The options are the NIF module intialization functions load, reload, upgrade, and unload. Each is optional and is specified in struct-init style if present. If no options are needed, the curly braces may be elided. Stub implementation of all these functions looks something like:

#[macro_use]
extern crate erlang_nif_sys;
use erlang_nif_sys::*;

nif_init!("mymod", [], {load: load, reload: reload, upgrade: upgrade, unload: unload});

fn load(env: *mut ErlNifEnv,
        priv_data: *mut *mut c_void,
        load_info: ERL_NIF_TERM)-> c_int { 0 }

fn reload(env: *mut ErlNifEnv,
          priv_data: *mut *mut c_void,
          load_info: ERL_NIF_TERM) -> c_int { 0 }

fn upgrade(env: *mut ErlNifEnv,
           priv_data: *mut *mut c_void,
           old_priv_data: *mut *mut c_void,
                      load_info: ERL_NIF_TERM) -> c_int { 0 }

fn unload(env: *mut ErlNifEnv,
          priv_data: *mut c_void) {}

Invoking NIF API

As with any Rust FFI call, NIF API calls must be wrapped in unsafe blocks. Below is an example of invoking NIF APIs along with an approach for dealing with the the args parameter.
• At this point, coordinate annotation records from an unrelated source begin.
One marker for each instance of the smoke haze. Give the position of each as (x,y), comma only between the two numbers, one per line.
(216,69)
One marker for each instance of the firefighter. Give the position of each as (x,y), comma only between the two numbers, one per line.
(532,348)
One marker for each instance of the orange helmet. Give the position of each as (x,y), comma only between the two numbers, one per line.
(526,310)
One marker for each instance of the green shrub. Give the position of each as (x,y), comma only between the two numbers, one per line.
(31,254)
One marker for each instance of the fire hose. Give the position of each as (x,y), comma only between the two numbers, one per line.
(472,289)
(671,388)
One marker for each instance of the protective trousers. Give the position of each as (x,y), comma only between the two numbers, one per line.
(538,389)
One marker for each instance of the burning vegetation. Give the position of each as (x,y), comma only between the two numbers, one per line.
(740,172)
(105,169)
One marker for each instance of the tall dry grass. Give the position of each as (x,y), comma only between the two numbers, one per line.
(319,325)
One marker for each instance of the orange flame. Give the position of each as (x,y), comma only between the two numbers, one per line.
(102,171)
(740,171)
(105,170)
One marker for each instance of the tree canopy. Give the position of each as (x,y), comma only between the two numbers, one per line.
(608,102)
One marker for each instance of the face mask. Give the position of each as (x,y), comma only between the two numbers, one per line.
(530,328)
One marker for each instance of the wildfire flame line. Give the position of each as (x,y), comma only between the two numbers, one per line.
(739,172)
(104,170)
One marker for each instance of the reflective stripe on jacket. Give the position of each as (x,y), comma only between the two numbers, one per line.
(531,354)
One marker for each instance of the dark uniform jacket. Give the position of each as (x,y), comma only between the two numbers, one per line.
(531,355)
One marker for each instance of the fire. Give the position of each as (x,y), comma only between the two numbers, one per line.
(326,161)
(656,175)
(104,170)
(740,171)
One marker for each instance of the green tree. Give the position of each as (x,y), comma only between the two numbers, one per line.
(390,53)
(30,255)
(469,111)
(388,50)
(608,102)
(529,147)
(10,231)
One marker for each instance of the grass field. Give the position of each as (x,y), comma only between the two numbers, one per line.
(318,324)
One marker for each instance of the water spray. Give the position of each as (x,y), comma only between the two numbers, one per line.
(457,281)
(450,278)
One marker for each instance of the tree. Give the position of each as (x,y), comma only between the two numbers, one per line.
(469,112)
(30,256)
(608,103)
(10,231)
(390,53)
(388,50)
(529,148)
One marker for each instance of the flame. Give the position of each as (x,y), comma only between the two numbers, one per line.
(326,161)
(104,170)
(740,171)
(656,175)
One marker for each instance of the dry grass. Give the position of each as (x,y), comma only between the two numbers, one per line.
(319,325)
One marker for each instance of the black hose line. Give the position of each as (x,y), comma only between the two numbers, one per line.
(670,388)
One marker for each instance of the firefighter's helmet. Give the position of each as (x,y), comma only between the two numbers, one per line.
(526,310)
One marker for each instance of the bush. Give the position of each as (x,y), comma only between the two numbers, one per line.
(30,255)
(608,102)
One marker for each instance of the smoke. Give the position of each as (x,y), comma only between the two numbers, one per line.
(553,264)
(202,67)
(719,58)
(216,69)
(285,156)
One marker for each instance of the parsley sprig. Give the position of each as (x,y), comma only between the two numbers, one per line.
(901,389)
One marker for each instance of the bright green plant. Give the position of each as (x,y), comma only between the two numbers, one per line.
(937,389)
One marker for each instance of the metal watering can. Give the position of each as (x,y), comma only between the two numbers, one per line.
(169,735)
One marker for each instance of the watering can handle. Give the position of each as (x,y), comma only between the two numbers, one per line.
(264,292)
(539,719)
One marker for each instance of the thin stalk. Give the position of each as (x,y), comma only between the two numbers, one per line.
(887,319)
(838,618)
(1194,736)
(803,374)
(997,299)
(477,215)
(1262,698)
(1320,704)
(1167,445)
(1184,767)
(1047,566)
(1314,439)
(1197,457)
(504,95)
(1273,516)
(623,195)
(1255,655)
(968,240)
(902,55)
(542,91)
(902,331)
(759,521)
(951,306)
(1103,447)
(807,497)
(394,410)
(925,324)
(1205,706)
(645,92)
extern crate erlang_nif_sys;
use erlang_nif_sys::*;
use std::mem;
fn native_add(env: *mut ErlNifEnv,
              argc: c_int,
              args: *const ERL_NIF_TERM) -> ERL_NIF_TERM {
    unsafe {
        let mut a: c_int = mem::uninitialized();
        let mut b: c_int = mem::uninitialized();
        if argc == 2 &&
           0 != enif_get_int(env, *args, &mut a) &&
           0 != enif_get_int(env, *args.offset(1), &mut b) {
            enif_make_int(env, a+b)
         }
         else {
            enif_make_badarg(env)
         }
    }
}

Reexports

pub use erlang_nif_sys_api::*;

Modules

erlang_nif_sys_api

Macros

enif_fprintf

See enif_fprintf in the Erlang docs.

enif_make_list

See enif_make_list in the Erlang docs.

enif_make_tuple

See enif_make_tuple in the Erlang docs.

enif_snprintf

See enif_snprintf in the Erlang docs.

nif

Create ErlNifFunc structure. Use inside nif_init!. (Deprecated)

nif_init

Implement exported module init function needed by the Erlang runtime.

platform_nif_init

Platform specific NIF module initialization.

slice_args

Wrapper to deliver NIF args as Rust slice.